The Anarchist’s Comic Book
A Dangerous Woman
The Graphic Biography of Emma Goldman
By Sharon Rudahl
The New Press. 112 pages. $17.95.
Emma Goldman’s life is a writer’s dream—long and sordid, inspiring and debased, full of sex, political courage, and international intrigue. She was, after all, a nice Jewish girl who conspired to break her lover out of prison, inspired a presidential assassin, and penned detailed accounts of her sexual affairs with younger men. Red Emma, as she was known, is widely remembered as the most famous anarchist in turn-of-the-20th-century America, a rebel against conventional morality who crusaded for free speech and birth control, and against exploitation. She’s been an inspiration to radicals for over a century.
Already adapted in novels (like E. L. Doctorow’s Ragtime) as well as in movies and plays, treated in Goldman’s thousand-page autobiography and myriad scholarly, commercial, and politically oriented biographies, Goldman’s life has now been translated into the graphic novel medium. The project, Sharon Rudahl’s A Dangerous Woman, has tremendous potential—not only because it promises to present a stylized version of Goldman’s life in vivid pictures, but also because it has been undertaken by a dedicated leftist and feminist fiercely loyal to Goldman’s legacy. Unfortunately, though, A Dangerous Woman doesn’t deliver on its promise.
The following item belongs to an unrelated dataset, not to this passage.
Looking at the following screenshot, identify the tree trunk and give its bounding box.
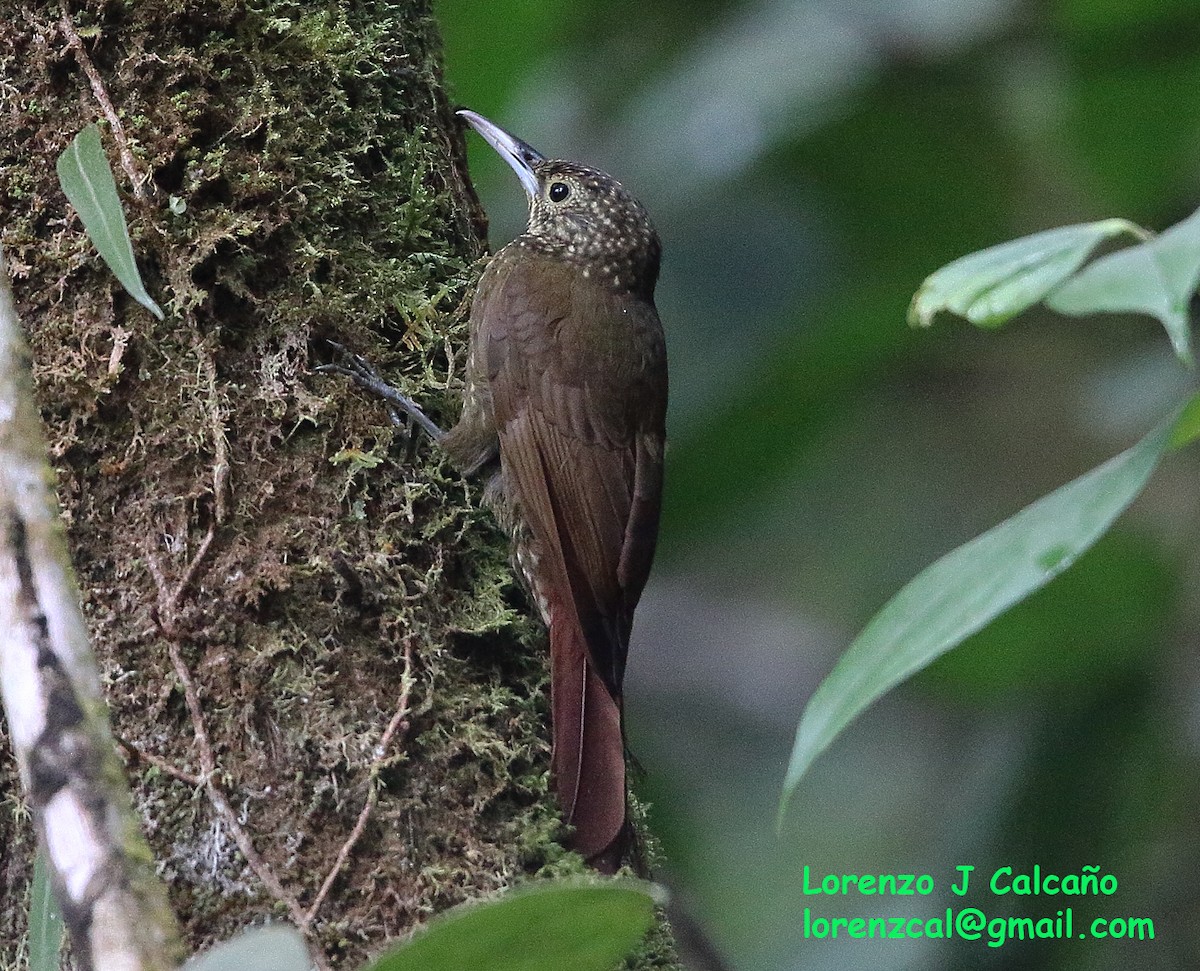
[0,0,681,966]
Sure, the book manages to cover the breadth of Goldman’s long life and to touch on the most fascinating episodes in it—for example when, as a young radical, Goldman prostituted herself, unsuccessfully, to raise funds to a buy a gun with which her lover, Alexander Berkman, could kill industrialist Henry Clay Frick; later, after the assassination failed and radicals accused Berkman of having botched the job on purpose, Goldman appeared at a rally with a concealed horsewhip to tell them what was what.
Rudahl likewise captures the dramatic details of Goldman’s deportation to Russia during the crackdown on civil liberties that followed World War I: wakened in the middle of the night in their detention cells on Ellis Island, Goldman and other subversives were “marched through freezing snow… herded aboard [a] decrepit military transport” and eventually shoved by grumpy Finnish soldiers toward the Russian frontier.
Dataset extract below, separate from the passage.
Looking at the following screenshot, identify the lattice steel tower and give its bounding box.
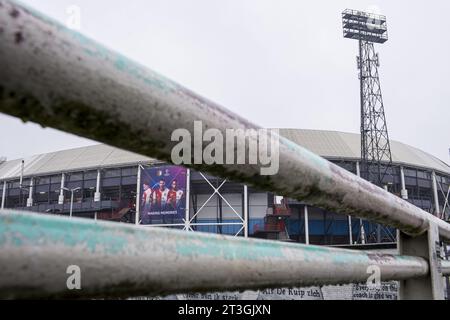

Rudahl is also admirably attentive—more so than some Goldman enthusiasts have been—to Red Emma’s continuing identification as a Jew and connection to Jewish communities and culture long after she rejected religion. Rudahl represents Goldman, a grizzled and unrepentant atheist at age 70, delivering lectures in Yiddish demanding “the right of asylum for Jewish refugees fleeing Hitler, including in Palestine,” and later spooning “a bissel chicken soup” into the mouth of an ill anti-fascist.
The main problem with A Dangerous Woman is a simple one, though: it passes muster as a beginner’s biography of Goldman—it relays about as much information as the relevant Wikipedia entry—but as a comic book it just doesn’t cut it.
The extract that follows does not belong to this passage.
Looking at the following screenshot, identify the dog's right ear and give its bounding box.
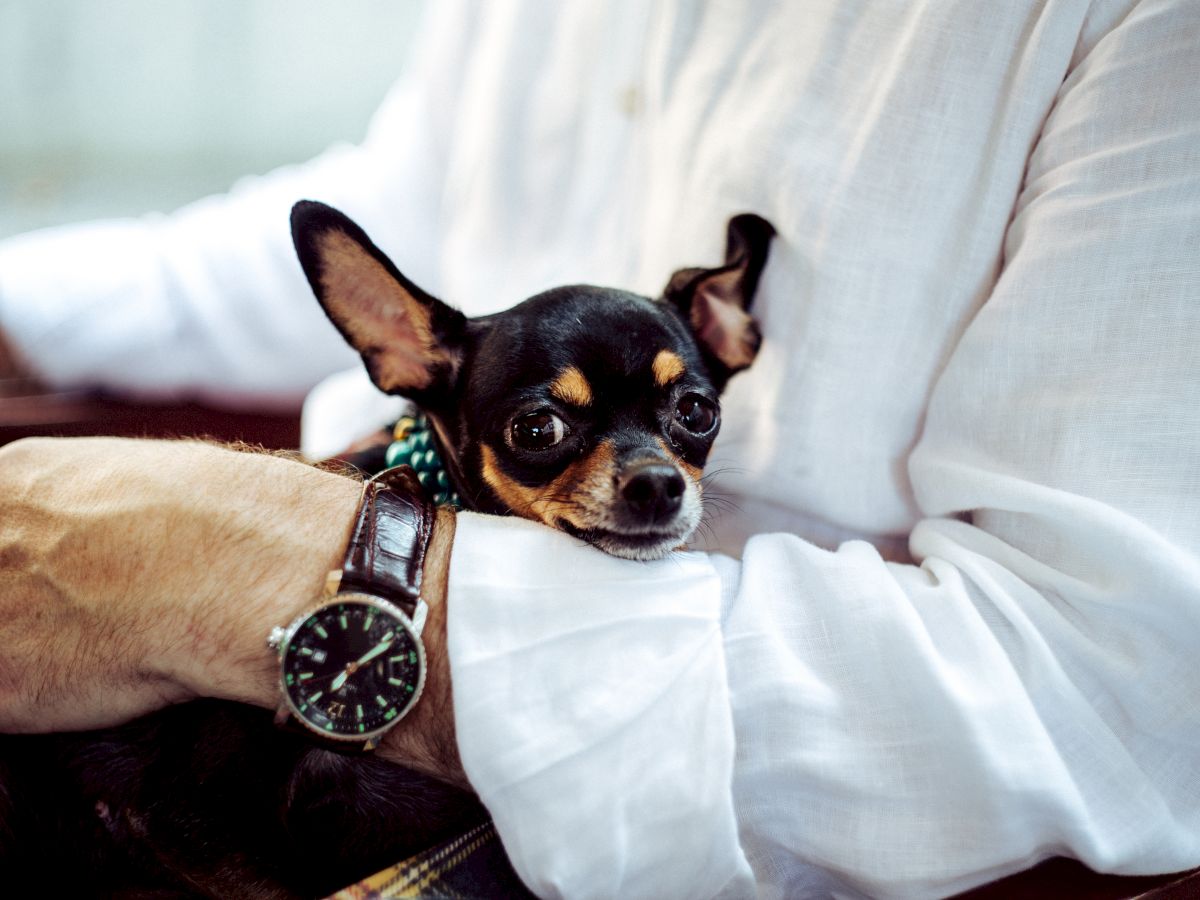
[292,200,467,396]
To be specific, Rudahl overloads her pages with too much text; a glance at any layout in the book would have alerted any professional comics editor that something was going very wrong. As Will Eisner says, “there is no absolute ratio of words-to-picture” for comic books, and the percentage of the page given over to text varies from artist to artist; but many of Rudahl’s pages appear to be choked with lettering, leaving little room for the drawings to perform anything but an incidental function.
Rudahl devotes so much space to the text so as to reproduce verbatim the words of Goldman and her confederates, which she has culled “directly from their own essays or speeches,” or from Goldman’s autobiography. Admirable as this research-heavy method is, in theory, for a biographical comic, the result turns out too frequently to be not much more than an illustrated book of quotations.
A Dangerous Woman‘s other flaw as a comic is more fundamental. Extraordinary biographies and autobiographies have certainly been produced in the comic book form—from Art Spiegelman’s Maus toMarjane Satrapi’s Persepolis and Alison Bechdel’s Fun Home. What these extraordinary books have in common with excellent original fiction, and adaptation, in the comic book form—say, Chris Ware’s Jimmy Corrigan or Ben Katchor’s The Jew of New York—is the stylization of both image and narrative.
In a good graphic novel, it seems, things are honed down to their very essences. An eye becomes a circle, a nose a line; the Holocaust or the Iranian revolution becomes the story of one family or one person. If Rudahl had limited the scope of her storytelling, and developed a visual style that captured something essential about Goldman’s milieu—as Peter Kuper does in his adaptations of Kafka and Upton Sinclair, or as Chester Brown does in his biography Louis Riel—she might have more usefully distilled a few choice incidents from Goldman’s life down to comic book dimensions.
With more assiduous editing, Rudahl’s talent as an illustrator and her eye for sharp incidents, as well as her passion for and knowledge of her subject, could have resulted in a graphic novel masterpiece. As it is, A Dangerous Woman isn’t a bad way for an interested novice to zip through a thumbnail sketch of Goldman’s life, but unfortunately it never offers anything more substantial or moving than that.